2 Results

2.1 Is the ground truth good enough?

To assess the distribution of high quality crystal structures of PLC in the Protein Data Bank (PDB)22, we extracted protein, ligand, and binding pocket (defined as a 6Å radius around the ligand) information from PDB validation reports from 114,973 PLC entries in the PDB solved by X-ray crystallography for which Electron-Density Server (EDS) validation information is made available in the PDB23–25, and which contain at least one protein chain (polymer entity) and at least one non-polymer entity (small molecule ligand or ion). Ligands present in the BioLIP artifact list were excluded26. This list contains 463 frequent crystallization artifacts such as solvents and buffers. It may also filter out a few biologically relevant ligands, however this is rare and we considered the trade-off acceptable for this study.
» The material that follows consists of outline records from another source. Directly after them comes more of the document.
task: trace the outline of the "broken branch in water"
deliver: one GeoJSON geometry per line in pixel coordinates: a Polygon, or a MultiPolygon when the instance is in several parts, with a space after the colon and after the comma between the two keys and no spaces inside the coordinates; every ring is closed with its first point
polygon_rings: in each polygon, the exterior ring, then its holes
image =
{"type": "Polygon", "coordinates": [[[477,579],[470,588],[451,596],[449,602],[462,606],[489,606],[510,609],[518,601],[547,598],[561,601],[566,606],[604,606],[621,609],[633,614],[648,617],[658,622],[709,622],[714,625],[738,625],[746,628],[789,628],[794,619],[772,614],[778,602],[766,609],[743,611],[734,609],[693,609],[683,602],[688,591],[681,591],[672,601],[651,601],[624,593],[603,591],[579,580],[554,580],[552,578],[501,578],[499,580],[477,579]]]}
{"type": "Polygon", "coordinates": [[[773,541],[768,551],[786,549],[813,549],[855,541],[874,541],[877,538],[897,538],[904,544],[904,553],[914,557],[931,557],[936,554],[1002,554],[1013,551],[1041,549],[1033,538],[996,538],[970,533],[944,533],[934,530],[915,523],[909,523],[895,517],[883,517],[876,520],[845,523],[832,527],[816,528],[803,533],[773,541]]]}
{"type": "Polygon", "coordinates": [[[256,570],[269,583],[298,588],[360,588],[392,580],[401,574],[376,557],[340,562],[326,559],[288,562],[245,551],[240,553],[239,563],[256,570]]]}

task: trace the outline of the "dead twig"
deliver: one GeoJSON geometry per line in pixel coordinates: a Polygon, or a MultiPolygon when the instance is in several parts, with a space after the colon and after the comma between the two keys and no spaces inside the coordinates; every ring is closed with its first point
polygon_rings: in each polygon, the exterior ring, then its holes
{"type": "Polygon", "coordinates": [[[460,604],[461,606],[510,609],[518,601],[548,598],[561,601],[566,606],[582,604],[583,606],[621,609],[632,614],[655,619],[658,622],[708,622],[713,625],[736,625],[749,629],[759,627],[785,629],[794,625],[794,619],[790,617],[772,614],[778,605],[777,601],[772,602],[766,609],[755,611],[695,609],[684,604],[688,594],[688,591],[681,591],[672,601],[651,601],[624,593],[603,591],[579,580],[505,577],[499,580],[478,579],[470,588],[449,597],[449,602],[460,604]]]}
We analyzed 236,538 small molecule pockets across 75,065 PLC PDB entries and 32,273 unique small-molecule ligands, and 798,651 ion pockets across 84,215 PLC and 138 unique ions. In total, this corresponds to over a million pockets.
The authors of the Iridium dataset defined a highly stringent set of criteria regarding the quality of crystal structures, with emphasis on the suitability for pose prediction, virtual screening and binding affinity estimation18. These include criteria on the protein (resolution ≤ 3.5Å, R < 0.4, Rfree < 0.45, absolute difference between R and Rfree ≤ 0.05) as well as ligand and pocket criteria (full density with RSR ≤ 0.1 and RSCC ≥ 0.9, full atom occupancies and no alternative configurations for ligand atoms and protein atoms within 6Å of ligand.)
We applied the Iridium criteria to the binding pockets within our set of PLC. Only 0.3% (721) of small molecule pockets across 504 PLC and 0.98% (315) of unique small molecule ligands, and 0.66% (5,248) of ion pockets across 3,379 PLC and 35.51% (49) of unique ion ligands passed the criteria. In total, 0.58% of all pockets are acceptable according to the Iridium criteria, across 3.21% (3,686) of PLC and 1.12% (364) of unique ligands..
Thus this criteria is too stringent for both of the applications we explore. For continuous evaluation methods such as CAMEO which runs on a weekly basis, the majority, if not all PLC would be discarded. Similarly, restricting to such a small fraction of the PDB is incompatible with creating a diverse and representative dataset of PLC for comprehensive benchmarking. We suggest alternative “relaxed” criteria with RSCC > 0.8 and >90% protein residues within 6Å of ligand with RSCC > 0.8, with the remaining criteria the same as Iridium. The threshold of 0.8 for RSCC is in accordance with the widely accepted rule of thumb that 0.8 < RSCC < 0.95 are generally ok, RSCC > 0.95 indicate a very good fit, and RSCC < 0.8 indicate that the experimental data may not accord with the ligand placement27. Having such a set of relaxed criteria could be used as a post-filter step in the CAMEO setting and, in the latter case, the stringent Iridium criteria could be used to create the starting set with more PLC being added based on their novelty and the relaxed criteria.
Figure 1 shows the distribution of validation data values across all binding pockets as well as the selected relaxed thresholds for four criteria: resolution (Figure 1A), absolute difference between R and Rfree (Figure 1B), RSCC (Figure 1C) and percentage of protein residues within 6A of the ligand with RSCC > 0.8 (Figure 1D). The most stringent criterion is by far the absolute difference between R and Rfree , which removes almost 15% of the pockets.
We applied these relaxed criteria to the dataset of binding pockets. We found that 44.96% (106,357) of small molecule pockets across 36,959 PLC and 51.34% (16,568) of unique small molecule ligands passed the relaxed criteria. Similarly, 48.73% (389,217) of ion pockets across 55,594 PLC and 89.86% (124) of unique ion ligands passed. Thus, the criteria retains 47.87% (495,574) of all pockets, spread across 62.38% (71,720) of PLC and 51.50% (16,692) of unique ligands.